Expression of Γ-IFN mRNA in bronchoalveolar lavage fluid correlates with early acute allograft rejection in lung transplant recipients

Various cytokines are upregulated in acute allograft rejection (AR). Local production of Th‐1 cytokines is suggested to play a pathogenic role in AR, and Th‐2 cytokines in the development of allograft tolerance. The purpose of this study was to correlate the expression of Th‐1 [interleukin‐2 (IL‐2) and Γ‐interferon (Γ‐IFN)], and Th‐2 [interleukin‐10 (IL‐10)] cytokines in bronchoalveolar lavage (BAL) fluid with AR in lung transplant (LT) recipients. The role of Th‐1 dominance expressed as IgG2/IgG1 ratio in BAL in AR was also examined. The mRNA expression for IL‐2, Γ‐IFN and IL‐10 was examined in 64 BAL specimens from 23 LT recipients using reverse transcriptase‐polymerase chain reaction (RT‐PCR). IgG1 and IgG2 levels were measured in 55 BAL specimens by enzyme‐linked immunosorbent assay (ELISA). The expression of mRNA for these cytokines, and the ratio of IgG2/IgG1 was correlated with AR (early AR occurring within 3 months of transplant and late AR occurring after 3 months).
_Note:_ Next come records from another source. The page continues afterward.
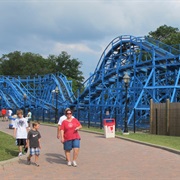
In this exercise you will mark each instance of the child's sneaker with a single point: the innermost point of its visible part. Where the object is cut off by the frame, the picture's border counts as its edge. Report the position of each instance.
(74, 163)
(28, 161)
(20, 154)
(36, 164)
(25, 150)
(69, 163)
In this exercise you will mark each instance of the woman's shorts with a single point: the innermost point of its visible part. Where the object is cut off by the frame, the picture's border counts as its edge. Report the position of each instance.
(34, 151)
(69, 145)
(21, 142)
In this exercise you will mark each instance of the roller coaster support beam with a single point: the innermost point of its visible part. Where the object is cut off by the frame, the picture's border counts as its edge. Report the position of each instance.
(126, 79)
(56, 110)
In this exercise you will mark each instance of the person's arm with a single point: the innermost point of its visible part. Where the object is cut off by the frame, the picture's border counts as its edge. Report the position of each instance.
(27, 143)
(62, 136)
(39, 141)
(58, 131)
(79, 127)
(15, 132)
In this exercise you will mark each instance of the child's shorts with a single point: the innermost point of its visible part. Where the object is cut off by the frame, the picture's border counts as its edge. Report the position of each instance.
(34, 151)
(69, 145)
(21, 142)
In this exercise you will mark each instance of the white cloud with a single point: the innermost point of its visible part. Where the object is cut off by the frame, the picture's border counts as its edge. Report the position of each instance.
(82, 28)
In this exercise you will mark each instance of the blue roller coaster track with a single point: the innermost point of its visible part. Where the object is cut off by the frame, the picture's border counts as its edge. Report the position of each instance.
(153, 67)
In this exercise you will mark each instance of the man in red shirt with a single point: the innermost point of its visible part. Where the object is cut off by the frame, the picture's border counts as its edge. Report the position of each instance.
(3, 112)
(70, 137)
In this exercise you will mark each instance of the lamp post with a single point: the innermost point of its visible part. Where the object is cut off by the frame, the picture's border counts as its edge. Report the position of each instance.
(24, 97)
(0, 102)
(56, 110)
(126, 80)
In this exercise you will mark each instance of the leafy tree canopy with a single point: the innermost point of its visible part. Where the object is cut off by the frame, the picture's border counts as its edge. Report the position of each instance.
(23, 64)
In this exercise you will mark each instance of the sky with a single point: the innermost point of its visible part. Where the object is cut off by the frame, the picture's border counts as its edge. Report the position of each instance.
(82, 28)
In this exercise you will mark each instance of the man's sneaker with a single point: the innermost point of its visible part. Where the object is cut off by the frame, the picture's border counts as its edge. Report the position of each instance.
(28, 161)
(36, 164)
(25, 150)
(69, 163)
(74, 163)
(20, 154)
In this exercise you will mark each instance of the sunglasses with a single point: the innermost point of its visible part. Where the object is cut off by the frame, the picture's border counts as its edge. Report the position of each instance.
(68, 113)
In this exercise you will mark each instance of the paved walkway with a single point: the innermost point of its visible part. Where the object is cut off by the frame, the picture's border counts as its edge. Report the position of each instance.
(99, 158)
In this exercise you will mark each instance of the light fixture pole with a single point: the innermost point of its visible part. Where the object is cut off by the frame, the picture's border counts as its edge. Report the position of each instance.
(24, 97)
(0, 102)
(126, 80)
(56, 110)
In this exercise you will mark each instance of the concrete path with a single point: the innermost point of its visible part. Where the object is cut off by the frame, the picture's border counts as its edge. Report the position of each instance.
(99, 158)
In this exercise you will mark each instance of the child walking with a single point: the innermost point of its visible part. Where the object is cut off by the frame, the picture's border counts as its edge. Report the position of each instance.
(20, 131)
(33, 142)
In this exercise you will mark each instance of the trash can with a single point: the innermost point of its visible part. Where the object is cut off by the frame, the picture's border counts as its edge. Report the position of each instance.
(109, 128)
(11, 122)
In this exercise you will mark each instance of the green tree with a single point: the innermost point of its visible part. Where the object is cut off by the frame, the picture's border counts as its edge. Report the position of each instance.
(18, 63)
(167, 34)
(24, 64)
(69, 67)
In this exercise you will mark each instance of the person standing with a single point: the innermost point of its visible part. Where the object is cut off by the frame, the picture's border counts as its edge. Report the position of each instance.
(29, 117)
(33, 142)
(3, 112)
(70, 137)
(20, 131)
(61, 119)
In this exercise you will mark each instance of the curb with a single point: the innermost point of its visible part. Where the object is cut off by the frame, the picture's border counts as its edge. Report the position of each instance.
(139, 142)
(2, 163)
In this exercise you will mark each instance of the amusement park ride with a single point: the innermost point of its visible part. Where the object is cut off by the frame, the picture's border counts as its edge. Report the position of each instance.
(151, 70)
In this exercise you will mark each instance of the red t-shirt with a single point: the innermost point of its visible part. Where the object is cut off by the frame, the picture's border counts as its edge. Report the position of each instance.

Ten patients had 17 episodes of biopsy proven AR. Twelve episodes of AR (6 patients) occurred within the first 3 months of transplantation. In 5 patients, AR was diagnosed 4, 5, 6, 9 and 24 months post‐transplantation. Detection of Γ‐IFN mRNA correlated significantly with early AR (p<0.001), whereas it lacked correlation with late AR. Expression of IL‐2 and IL‐10 mRNA did not correlate with AR. IL‐10 was present in most samples irrespective of the presence or absence of AR. The ratio of IgG2/IgG1 was similar in patients with or without AR. Our findings suggest that the detection of Γ‐IFN mRNA in BAL by RT‐PCR is useful for immune monitoring of early AR in LT recipients. Absence of elevated IgG2/IgG1 ratio, and presence of IL‐10 in BAL during AR suggests that Th‐1 cytokines may not be the sole mediator of rejection in LT recipients.